Romero's films stood out in another important way: they usually had something to say. Night of the Living Dead gets a lot of credit for featuring a black man as its protagonist, but Romero would be the first to tell you that was a coincidence, that they they simply hired “the best actor they knew.” Nevertheless, when that casting got the film no small amount of attention, it might've encouraged Romero to lean into progressive themes and social commentary on his future films. It's interesting to note that today, when diversity and representation are serious concerns in film, that Romero's Dead trilogy featured protagonists that were exclusively women and black men, both rare for the time.

But Romero’s entire run during the ‘70s and early ‘80s was something unique indeed. He was creating regional outsider art during a time when one could get a producer to pay for it, and an exhibitor to show it somewhere. The ‘70s exploitation scene was a free-for-all, and of course money guys wanted to be able to tout their wares as “from the director of Night of the Living Dead.” This is how Romero's proto-Feminist witchcraft oddity Jack’s Wife (aka Season of the Witch) was made. This is the climate that allowed Martin, Romero’s blue-collar anti-religion masterpiece, to happen. And this (with the help of Dawn of the Dead’s success) is how Romero was able to will his autobiographical, Arthurian triumph Knightriders into being. 

Romero capped his “golden age” with Creepshow and Day of the Dead, a film that was troublesome for him at the time but which he later came to regard as his favorite of the (then) trilogy. That attitude is emblematic of the man himself: he seized his opportunities - even if they were less than ideal - and executed them like a pro. And though there were regrets and missed chances along the way, he always seemed to look back through those giant eyeglasses with a pragmatic perspective, willing to accept the narrative as it was instead of what he wanted it to be. After a long period of relative inactivity for the director, the zombie genre returned and exploded, much of it playing so closely by Romero’s rulebook that an argument could be made that royalties were owed to the veteran writer/director. Romero might have vocally recognized that he’d created the whole thing, but he didn’t get bitter about it. He just tried to get the next movie going. At 77, he was still just trying to get the next movie going. We should all have that much fight in us.

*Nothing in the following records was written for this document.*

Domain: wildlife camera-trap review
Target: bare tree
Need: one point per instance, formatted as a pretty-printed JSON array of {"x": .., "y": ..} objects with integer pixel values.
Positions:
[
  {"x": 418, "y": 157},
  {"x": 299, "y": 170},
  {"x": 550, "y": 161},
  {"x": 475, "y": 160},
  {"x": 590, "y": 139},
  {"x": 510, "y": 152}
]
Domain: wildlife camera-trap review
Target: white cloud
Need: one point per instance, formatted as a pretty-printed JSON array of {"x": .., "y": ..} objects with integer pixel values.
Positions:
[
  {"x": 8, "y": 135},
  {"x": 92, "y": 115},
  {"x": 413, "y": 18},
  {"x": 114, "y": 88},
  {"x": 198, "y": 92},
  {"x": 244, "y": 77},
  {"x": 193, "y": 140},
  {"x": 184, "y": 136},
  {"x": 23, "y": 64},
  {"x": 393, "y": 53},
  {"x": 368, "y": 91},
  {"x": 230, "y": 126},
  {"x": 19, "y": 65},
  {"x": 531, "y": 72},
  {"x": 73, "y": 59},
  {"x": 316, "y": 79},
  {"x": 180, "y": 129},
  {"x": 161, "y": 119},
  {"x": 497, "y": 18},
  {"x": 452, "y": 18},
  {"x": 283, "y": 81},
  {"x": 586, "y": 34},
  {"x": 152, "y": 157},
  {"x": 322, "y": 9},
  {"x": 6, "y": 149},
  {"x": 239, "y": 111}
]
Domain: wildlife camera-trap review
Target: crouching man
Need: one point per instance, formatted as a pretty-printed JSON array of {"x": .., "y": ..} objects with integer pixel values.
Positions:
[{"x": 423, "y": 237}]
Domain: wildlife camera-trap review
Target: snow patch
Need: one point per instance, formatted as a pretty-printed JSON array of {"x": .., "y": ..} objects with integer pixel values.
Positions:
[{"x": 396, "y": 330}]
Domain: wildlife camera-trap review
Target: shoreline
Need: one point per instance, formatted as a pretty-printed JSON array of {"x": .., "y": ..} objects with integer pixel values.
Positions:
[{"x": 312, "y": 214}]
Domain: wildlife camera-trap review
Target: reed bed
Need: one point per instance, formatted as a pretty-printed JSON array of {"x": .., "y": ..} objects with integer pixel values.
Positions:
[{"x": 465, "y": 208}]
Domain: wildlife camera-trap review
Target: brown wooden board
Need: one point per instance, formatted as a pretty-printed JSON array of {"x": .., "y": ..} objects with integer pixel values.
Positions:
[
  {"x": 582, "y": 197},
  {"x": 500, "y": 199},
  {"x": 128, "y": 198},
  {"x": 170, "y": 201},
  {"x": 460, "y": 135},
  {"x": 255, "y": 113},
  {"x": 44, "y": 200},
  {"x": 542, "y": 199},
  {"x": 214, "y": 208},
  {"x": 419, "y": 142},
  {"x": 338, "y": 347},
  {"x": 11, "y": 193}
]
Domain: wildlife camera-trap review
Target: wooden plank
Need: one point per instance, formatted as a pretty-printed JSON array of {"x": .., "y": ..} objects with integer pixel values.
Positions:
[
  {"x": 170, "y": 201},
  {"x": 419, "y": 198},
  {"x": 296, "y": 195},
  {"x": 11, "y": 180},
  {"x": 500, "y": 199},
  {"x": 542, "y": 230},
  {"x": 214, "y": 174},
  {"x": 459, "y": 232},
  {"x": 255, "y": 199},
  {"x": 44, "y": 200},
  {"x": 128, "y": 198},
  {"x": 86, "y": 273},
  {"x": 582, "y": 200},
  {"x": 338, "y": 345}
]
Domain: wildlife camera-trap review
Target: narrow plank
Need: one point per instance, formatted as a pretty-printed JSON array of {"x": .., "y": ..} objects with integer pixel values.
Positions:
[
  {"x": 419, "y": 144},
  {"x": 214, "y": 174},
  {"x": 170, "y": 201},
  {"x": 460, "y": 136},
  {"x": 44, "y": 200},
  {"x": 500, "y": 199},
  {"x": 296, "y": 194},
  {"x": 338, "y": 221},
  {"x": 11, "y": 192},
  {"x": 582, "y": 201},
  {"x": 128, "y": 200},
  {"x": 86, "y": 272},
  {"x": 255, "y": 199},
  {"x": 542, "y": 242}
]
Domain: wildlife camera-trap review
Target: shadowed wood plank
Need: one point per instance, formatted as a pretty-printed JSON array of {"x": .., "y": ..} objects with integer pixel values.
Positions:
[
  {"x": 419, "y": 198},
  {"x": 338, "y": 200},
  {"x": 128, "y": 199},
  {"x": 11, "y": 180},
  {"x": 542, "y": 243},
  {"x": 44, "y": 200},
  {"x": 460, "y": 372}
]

Romero didn’t just create a horror subgenre. He birthed a culture of creators. Everyone from Edgar Wright to your pal who’s Kickstarting a horror movie were or are, at one point or another, chasing the dream that Romero lived. The story of those guys and gals from the ‘Burgh who all chipped in to “make a little horror picture” is the dream-engine that drives a large percentage of the low-budget horror industry today.          

Don’t tell any of them - George would never want them to stop dreaming - but George A. Romero could not have happened in any other time period but the one in which he did. He was a miracle.